Franz Xaver Gruber e Pe. Joseph Mohr
     Karl Mauracher, mestre construtor e reparador de órgãos viajou várias vezes a Oberndorf para consertar o órgão. Numa das viagens obteve a partitura e a levou para sua terra. Foi assim, também despretensiosamente, que começou a difusão.
     De início, nem tinha nome e era chamada de “canção folclórica tirolesa”. Duas famílias que viajavam cantando canções populares do vale do Ziller incorporaram a peça a seu repertório e a entoaram em dezembro de 1832 em Leipzig num concerto de música folclórica. A partir de então a difusão progrediu como mancha de azeite.  
     Por fim, a família Rainer cantou o Stille Nacht na presença do imperador da Áustria Francisco I e do czar da Rússia Alexandre I. A canção natalina passou a ser a preferida do rei Frederico Guilherme IV da Prússia.
     O Pe. Joseph morreu pobremente na cidadezinha de Wagrain, nos Alpes, como pároco. Ele doou todos os seus bens para a educação das crianças.

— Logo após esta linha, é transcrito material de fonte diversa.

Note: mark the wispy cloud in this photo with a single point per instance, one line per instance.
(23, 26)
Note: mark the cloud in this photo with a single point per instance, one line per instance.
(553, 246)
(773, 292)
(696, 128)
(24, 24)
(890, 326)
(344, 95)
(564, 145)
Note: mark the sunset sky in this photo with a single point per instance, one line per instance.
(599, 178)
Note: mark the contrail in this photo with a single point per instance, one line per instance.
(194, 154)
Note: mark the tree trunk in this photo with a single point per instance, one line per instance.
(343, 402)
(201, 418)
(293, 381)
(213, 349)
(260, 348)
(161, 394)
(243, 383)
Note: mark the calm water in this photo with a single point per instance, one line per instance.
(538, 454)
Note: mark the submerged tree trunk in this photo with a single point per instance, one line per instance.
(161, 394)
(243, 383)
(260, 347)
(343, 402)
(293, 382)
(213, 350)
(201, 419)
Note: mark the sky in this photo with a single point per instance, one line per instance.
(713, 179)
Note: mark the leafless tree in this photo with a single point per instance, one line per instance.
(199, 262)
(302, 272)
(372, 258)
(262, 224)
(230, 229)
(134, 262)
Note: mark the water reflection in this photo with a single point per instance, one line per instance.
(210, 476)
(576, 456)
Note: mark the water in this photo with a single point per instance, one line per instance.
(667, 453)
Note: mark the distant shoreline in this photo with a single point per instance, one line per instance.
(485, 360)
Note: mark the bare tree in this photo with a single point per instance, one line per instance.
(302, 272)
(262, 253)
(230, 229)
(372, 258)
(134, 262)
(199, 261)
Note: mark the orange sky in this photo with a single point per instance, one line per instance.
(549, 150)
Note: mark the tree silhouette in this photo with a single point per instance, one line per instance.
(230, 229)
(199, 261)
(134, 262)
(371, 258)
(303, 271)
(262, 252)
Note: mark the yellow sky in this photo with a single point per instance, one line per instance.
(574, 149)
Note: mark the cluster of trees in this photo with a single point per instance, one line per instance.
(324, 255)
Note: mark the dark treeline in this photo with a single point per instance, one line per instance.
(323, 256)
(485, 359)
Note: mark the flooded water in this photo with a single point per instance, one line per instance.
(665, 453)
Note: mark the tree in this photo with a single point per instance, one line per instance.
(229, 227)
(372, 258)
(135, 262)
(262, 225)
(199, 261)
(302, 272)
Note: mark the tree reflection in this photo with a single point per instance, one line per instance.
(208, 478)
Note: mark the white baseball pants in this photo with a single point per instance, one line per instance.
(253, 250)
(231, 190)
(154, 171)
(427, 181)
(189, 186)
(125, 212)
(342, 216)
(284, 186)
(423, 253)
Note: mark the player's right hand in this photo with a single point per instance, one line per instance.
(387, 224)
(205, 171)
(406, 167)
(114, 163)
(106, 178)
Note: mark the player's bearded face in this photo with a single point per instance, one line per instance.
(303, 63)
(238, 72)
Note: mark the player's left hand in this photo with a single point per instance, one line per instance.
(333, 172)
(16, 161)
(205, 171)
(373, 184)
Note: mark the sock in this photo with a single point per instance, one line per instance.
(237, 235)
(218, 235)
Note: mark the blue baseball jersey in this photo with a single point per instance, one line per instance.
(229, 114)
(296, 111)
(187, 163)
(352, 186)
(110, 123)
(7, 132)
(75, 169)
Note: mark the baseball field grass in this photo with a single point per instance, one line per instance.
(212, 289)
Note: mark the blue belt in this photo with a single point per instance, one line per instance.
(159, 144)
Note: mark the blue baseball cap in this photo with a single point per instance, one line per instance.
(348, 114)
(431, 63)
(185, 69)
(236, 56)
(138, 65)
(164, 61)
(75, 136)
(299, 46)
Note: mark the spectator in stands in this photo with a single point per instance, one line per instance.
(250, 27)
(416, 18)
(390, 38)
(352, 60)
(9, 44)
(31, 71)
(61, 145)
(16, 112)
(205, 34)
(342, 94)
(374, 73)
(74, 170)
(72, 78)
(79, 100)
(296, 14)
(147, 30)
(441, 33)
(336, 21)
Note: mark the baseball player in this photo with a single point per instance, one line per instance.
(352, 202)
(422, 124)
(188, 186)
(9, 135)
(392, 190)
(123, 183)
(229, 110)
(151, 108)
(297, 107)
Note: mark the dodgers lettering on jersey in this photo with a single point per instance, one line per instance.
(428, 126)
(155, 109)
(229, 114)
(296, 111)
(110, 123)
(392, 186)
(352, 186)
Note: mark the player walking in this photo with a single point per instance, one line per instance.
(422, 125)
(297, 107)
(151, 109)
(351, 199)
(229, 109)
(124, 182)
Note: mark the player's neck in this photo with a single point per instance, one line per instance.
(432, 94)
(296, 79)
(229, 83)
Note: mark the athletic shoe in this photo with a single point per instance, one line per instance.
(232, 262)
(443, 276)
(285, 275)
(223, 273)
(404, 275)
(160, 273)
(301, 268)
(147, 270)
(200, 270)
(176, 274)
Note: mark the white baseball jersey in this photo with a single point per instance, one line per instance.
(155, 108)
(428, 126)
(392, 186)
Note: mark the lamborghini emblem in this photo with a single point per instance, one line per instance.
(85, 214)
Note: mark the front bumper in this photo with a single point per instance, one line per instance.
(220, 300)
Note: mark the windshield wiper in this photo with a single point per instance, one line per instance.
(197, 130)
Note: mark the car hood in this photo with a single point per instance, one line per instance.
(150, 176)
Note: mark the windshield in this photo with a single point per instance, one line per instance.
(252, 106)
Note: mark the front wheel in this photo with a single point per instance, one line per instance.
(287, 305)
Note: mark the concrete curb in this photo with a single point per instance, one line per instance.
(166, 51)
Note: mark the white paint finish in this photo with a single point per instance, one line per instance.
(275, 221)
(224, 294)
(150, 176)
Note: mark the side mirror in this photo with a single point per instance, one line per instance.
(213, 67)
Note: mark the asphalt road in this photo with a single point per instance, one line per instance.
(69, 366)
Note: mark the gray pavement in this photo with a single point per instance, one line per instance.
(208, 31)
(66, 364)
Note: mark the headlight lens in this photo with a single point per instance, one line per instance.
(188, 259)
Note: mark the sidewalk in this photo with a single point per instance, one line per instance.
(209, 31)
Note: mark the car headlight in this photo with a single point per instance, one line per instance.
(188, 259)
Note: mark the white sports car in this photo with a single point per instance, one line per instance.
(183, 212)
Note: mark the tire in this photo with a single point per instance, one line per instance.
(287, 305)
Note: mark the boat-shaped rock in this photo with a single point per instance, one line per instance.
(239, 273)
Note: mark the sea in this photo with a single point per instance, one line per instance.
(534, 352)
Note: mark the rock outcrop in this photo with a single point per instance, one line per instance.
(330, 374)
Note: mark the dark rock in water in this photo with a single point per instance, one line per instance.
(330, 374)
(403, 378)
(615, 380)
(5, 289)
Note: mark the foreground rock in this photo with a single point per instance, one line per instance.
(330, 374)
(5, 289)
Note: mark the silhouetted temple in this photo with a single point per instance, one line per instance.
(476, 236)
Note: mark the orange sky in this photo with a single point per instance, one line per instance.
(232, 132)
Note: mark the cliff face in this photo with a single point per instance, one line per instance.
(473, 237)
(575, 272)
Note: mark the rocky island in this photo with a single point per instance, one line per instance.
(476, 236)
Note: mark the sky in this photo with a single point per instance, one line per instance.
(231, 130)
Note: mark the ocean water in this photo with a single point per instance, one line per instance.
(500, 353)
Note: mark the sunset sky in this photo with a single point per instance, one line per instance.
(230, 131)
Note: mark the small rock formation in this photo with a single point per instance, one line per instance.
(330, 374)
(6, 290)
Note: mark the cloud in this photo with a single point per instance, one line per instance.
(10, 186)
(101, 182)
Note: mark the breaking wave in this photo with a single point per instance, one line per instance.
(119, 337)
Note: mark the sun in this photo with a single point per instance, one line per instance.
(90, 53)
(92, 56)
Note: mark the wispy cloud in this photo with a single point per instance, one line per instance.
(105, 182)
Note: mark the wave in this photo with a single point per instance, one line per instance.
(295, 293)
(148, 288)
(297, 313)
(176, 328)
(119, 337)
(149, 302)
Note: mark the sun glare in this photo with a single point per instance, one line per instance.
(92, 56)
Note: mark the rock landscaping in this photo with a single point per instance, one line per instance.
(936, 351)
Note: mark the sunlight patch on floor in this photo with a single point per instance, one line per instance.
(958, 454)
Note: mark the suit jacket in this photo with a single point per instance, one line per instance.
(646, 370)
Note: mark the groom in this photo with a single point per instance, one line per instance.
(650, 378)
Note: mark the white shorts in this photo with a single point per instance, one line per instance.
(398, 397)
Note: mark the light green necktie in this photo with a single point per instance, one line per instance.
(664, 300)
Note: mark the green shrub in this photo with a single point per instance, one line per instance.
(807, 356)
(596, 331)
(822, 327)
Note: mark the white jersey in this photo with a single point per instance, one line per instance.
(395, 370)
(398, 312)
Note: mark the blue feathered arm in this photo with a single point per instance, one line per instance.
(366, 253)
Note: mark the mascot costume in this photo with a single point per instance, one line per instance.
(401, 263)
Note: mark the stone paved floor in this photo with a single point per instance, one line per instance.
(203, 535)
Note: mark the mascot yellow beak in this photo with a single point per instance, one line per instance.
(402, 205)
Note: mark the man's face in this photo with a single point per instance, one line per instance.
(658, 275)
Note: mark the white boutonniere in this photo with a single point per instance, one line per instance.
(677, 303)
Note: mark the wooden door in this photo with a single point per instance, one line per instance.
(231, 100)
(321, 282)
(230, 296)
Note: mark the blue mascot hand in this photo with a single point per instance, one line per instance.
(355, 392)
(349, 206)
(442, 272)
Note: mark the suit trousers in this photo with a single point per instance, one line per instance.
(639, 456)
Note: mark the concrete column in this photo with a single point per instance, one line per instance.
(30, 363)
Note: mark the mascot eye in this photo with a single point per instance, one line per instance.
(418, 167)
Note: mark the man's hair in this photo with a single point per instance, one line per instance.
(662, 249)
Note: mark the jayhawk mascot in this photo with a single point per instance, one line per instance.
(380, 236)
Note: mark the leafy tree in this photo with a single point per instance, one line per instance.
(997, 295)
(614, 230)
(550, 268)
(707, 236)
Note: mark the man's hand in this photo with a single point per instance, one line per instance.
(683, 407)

     O inspetor escolar de São Johann, num relatório ao bispo, descreve o Pe. Joseph como um amigo dos fiéis, sempre perto dos pobres e um pai protetor. Seu nome foi esquecido por todos até ser recuperado posteriormente.
     A família de Franz Xaver Gruber conservou alguns dos humildes móveis do músico e o violão daquela noite abençoada, hoje peça histórica. O túmulo de Franz é decorado com uma árvore de Natal todos os meses de dezembro.
     A imagem dos dois coautores está nos vitralzinhos da capelinha de São Nicolau.
     Assim é a riqueza insondável da Igreja: faz nascer no coração dos humildes e despretensiosos frutos de graça, perfeição e beleza que os gênios naturalmente mais dotados do mundo jamais conseguem superar.